After this visit, we went to eat lunch and then headed to Montgomery! Unfortunately, it was raining in Montgomery so we couldn’t stop at a lot of the places we had hoped to. We stopped at Holt Street Baptist Church which was so amazing because history was made there. This is where discussion happened about the Montgomery bus boycott. I felt honored just to be standing in a place where the plans were made for a boycott that would show the power of black people and also change our lives forever.
We then were able to go back to the hotel and had dinner made by Sophia. This was the food that you would expect in the South. There was fried chicken, cornbread, meatloaf, watermelon, yams and more. This was truly a treat!
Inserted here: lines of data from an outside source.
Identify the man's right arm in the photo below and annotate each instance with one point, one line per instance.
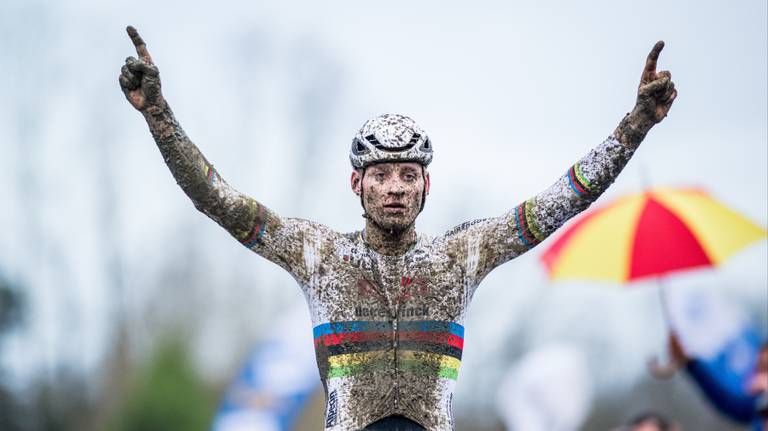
(254, 225)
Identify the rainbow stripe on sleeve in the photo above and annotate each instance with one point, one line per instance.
(528, 229)
(359, 347)
(578, 182)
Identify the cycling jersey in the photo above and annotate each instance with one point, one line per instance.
(388, 330)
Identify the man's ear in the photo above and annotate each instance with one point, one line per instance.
(356, 181)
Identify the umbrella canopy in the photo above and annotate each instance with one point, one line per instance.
(649, 234)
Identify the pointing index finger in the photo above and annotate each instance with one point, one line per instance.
(650, 63)
(138, 42)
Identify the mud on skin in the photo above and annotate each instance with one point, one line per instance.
(402, 358)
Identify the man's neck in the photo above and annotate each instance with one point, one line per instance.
(387, 242)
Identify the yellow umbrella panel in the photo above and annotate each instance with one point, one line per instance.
(649, 234)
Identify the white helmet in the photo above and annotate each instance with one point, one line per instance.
(390, 138)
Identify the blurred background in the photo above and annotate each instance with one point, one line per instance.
(123, 308)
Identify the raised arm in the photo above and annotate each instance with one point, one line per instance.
(254, 225)
(497, 240)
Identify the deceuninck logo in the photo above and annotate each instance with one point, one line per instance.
(333, 409)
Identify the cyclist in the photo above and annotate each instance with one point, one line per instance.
(388, 304)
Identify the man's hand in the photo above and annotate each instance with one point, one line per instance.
(654, 98)
(656, 91)
(139, 78)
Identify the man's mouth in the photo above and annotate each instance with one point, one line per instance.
(394, 207)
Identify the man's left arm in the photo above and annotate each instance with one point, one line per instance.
(500, 239)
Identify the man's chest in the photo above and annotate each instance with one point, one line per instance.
(359, 285)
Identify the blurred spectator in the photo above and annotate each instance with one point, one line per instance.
(549, 389)
(650, 421)
(721, 351)
(742, 397)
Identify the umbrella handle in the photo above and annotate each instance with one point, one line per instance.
(662, 370)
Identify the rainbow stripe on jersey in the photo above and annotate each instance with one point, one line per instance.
(423, 346)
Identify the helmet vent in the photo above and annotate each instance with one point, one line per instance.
(372, 139)
(427, 145)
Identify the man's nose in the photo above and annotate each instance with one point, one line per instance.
(395, 187)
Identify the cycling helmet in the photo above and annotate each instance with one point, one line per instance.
(390, 138)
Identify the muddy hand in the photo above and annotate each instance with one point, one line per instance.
(139, 77)
(656, 91)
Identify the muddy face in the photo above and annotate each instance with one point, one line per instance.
(392, 193)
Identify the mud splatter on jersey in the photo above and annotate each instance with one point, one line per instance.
(388, 330)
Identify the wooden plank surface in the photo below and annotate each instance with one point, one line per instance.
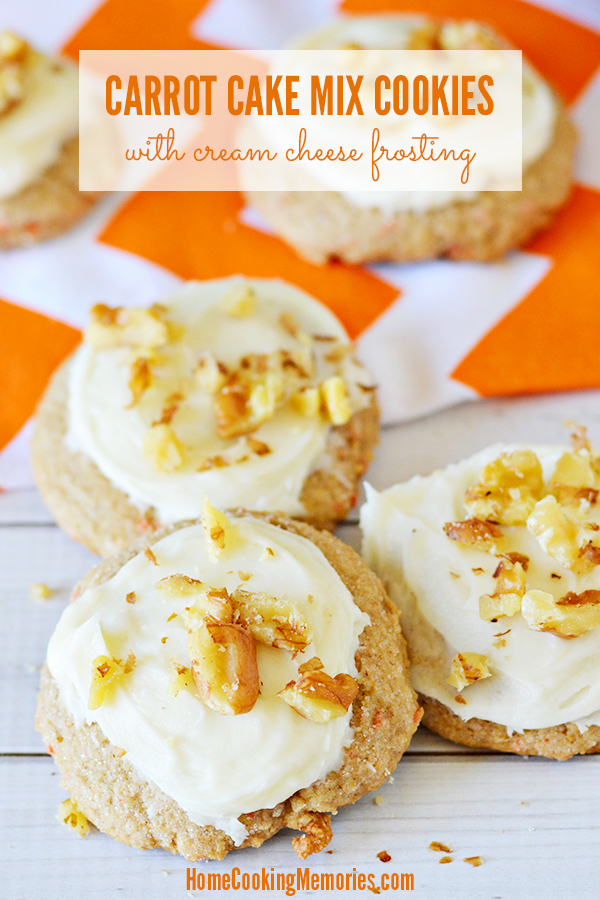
(534, 822)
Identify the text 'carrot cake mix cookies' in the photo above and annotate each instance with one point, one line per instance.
(39, 146)
(244, 390)
(495, 565)
(232, 678)
(480, 224)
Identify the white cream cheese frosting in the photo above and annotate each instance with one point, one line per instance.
(34, 131)
(104, 426)
(215, 767)
(539, 680)
(364, 34)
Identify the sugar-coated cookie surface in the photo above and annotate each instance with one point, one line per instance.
(39, 146)
(493, 562)
(242, 389)
(197, 770)
(358, 226)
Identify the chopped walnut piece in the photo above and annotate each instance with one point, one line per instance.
(313, 664)
(319, 697)
(439, 848)
(272, 621)
(560, 537)
(307, 401)
(466, 669)
(572, 615)
(318, 833)
(180, 586)
(126, 327)
(13, 53)
(149, 554)
(224, 667)
(162, 449)
(180, 678)
(106, 672)
(258, 447)
(474, 533)
(508, 593)
(70, 814)
(239, 301)
(262, 383)
(210, 374)
(336, 401)
(139, 380)
(574, 479)
(215, 524)
(508, 489)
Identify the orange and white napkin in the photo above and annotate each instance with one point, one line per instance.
(433, 334)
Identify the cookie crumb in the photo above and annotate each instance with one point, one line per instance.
(439, 848)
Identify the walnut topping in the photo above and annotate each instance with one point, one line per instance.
(70, 814)
(210, 374)
(106, 672)
(572, 615)
(162, 449)
(180, 679)
(149, 554)
(336, 400)
(216, 524)
(508, 489)
(560, 537)
(126, 327)
(262, 383)
(258, 447)
(180, 586)
(307, 401)
(224, 667)
(318, 833)
(239, 301)
(319, 697)
(13, 53)
(474, 533)
(439, 848)
(277, 623)
(467, 668)
(139, 380)
(508, 593)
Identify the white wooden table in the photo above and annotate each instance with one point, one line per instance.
(534, 822)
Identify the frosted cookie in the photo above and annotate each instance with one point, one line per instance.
(494, 563)
(402, 226)
(230, 679)
(39, 146)
(244, 390)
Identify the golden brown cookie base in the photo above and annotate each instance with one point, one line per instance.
(323, 225)
(89, 508)
(385, 715)
(49, 206)
(559, 742)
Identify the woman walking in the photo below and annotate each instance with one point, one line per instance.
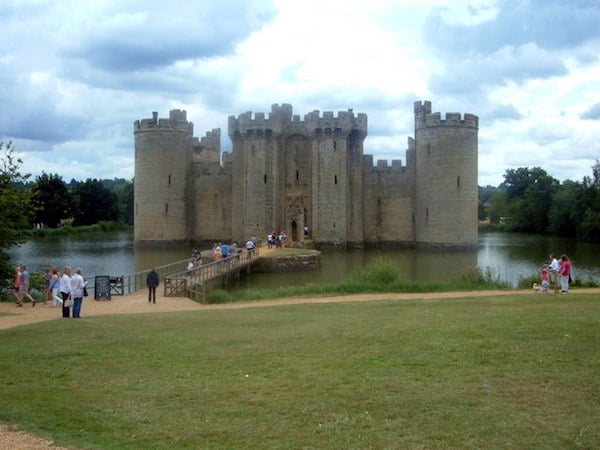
(77, 287)
(565, 273)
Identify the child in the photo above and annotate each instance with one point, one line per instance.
(545, 279)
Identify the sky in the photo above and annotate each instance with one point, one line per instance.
(75, 75)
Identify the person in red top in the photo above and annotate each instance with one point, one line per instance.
(565, 273)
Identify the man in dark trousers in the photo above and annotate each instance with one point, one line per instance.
(152, 283)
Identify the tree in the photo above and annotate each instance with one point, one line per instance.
(124, 192)
(529, 193)
(51, 200)
(14, 207)
(94, 203)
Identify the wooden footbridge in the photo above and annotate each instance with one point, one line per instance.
(195, 282)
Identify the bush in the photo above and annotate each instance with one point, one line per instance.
(477, 277)
(219, 296)
(378, 270)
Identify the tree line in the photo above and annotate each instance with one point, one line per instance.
(48, 201)
(530, 200)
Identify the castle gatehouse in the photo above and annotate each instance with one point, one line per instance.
(307, 177)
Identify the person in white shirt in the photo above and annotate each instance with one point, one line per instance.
(77, 287)
(65, 290)
(554, 271)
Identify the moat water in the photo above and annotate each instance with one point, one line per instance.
(509, 256)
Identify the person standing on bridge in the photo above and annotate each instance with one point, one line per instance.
(152, 283)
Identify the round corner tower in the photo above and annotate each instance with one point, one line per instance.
(446, 177)
(163, 156)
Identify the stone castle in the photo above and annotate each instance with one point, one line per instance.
(290, 173)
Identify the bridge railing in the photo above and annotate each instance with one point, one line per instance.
(127, 284)
(192, 282)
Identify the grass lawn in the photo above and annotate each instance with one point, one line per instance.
(497, 372)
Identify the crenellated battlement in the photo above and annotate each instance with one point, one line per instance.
(177, 121)
(383, 165)
(281, 120)
(424, 118)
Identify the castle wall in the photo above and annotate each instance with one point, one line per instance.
(212, 196)
(330, 190)
(286, 172)
(389, 203)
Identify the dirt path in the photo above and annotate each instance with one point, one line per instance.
(11, 316)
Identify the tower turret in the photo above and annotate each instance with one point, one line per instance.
(446, 177)
(163, 155)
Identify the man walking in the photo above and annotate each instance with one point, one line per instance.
(152, 283)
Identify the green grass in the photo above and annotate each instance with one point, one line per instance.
(498, 372)
(380, 274)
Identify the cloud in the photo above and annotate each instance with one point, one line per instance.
(550, 24)
(508, 64)
(161, 34)
(592, 113)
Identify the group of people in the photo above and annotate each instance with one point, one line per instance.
(70, 285)
(276, 240)
(556, 273)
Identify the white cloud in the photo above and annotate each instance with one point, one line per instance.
(75, 75)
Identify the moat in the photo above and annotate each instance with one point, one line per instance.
(507, 255)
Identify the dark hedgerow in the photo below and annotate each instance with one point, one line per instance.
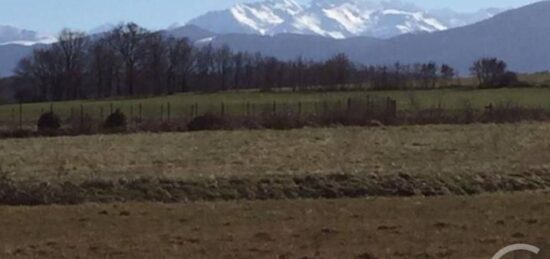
(49, 122)
(116, 121)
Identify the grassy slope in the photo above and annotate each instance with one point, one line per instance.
(442, 150)
(416, 228)
(235, 101)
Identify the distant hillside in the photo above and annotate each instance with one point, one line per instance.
(520, 36)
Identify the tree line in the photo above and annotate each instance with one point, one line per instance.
(131, 61)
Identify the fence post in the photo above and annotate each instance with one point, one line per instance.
(81, 117)
(168, 111)
(131, 114)
(13, 117)
(162, 112)
(140, 113)
(20, 116)
(368, 102)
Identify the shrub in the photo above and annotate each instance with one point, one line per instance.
(208, 121)
(282, 121)
(49, 122)
(83, 124)
(116, 121)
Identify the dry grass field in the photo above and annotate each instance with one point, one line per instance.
(407, 228)
(235, 102)
(429, 150)
(414, 227)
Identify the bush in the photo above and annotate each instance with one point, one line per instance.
(208, 121)
(48, 122)
(116, 121)
(282, 121)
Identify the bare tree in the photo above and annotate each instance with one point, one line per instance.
(126, 40)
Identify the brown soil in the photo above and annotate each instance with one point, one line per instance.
(439, 227)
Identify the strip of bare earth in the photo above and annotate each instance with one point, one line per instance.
(453, 227)
(332, 186)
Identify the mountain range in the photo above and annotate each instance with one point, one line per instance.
(519, 36)
(335, 18)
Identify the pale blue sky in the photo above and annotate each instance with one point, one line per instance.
(52, 15)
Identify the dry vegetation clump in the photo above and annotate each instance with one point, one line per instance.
(116, 122)
(48, 123)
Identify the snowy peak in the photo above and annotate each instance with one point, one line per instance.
(257, 18)
(334, 18)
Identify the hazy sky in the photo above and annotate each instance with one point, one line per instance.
(52, 15)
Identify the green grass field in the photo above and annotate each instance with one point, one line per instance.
(235, 102)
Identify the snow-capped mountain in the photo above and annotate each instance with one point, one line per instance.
(256, 18)
(333, 18)
(13, 35)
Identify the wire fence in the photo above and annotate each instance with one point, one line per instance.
(25, 116)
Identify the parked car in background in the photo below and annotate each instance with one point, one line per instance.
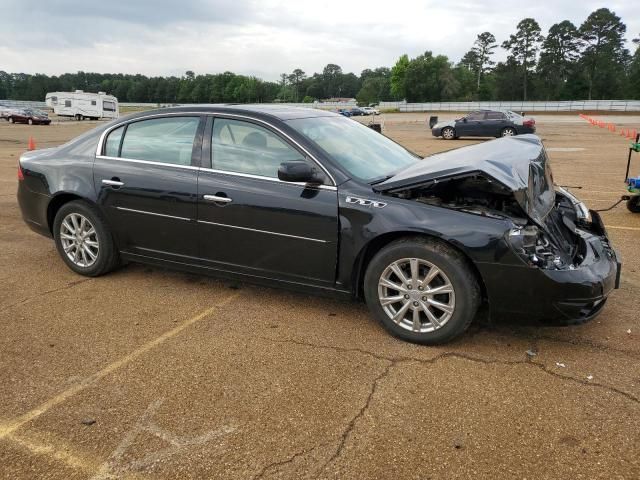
(28, 115)
(370, 111)
(308, 199)
(485, 123)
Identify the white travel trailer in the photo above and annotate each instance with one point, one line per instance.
(82, 105)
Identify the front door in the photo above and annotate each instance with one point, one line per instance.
(471, 125)
(250, 222)
(146, 181)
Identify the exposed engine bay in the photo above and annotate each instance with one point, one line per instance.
(555, 243)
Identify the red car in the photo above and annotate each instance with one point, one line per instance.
(32, 117)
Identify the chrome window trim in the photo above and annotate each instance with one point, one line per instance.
(263, 231)
(270, 179)
(152, 213)
(213, 114)
(223, 172)
(147, 162)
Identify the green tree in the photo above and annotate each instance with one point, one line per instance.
(604, 56)
(523, 46)
(398, 74)
(480, 55)
(560, 51)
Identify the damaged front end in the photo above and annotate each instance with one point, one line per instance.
(562, 245)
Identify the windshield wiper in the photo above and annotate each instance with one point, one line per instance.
(381, 179)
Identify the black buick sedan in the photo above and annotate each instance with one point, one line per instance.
(312, 200)
(485, 123)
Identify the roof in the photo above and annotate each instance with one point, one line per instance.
(280, 112)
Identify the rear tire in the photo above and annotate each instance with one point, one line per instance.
(448, 133)
(83, 239)
(633, 204)
(410, 311)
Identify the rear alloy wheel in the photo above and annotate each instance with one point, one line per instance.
(448, 133)
(633, 204)
(83, 240)
(422, 290)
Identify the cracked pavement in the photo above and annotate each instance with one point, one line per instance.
(149, 373)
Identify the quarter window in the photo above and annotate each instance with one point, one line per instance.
(112, 145)
(166, 140)
(244, 147)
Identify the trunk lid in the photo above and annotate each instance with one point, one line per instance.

I have found it interesting that all of these cities are so eager to talk about their part in the Civil Rights Movement, but what that really means what that there was a lot courageous black people, but also the most blatant racism in these areas. While one of these things is worth celebrating and is still true today, I fear the other still lingers on as well.

A valuable part of this trip has been the conversations that I have had with faculty and students on the bus, at meals, and in the hotel. I am really gaining a lot from that and look forward to that continuing through the rest of the week!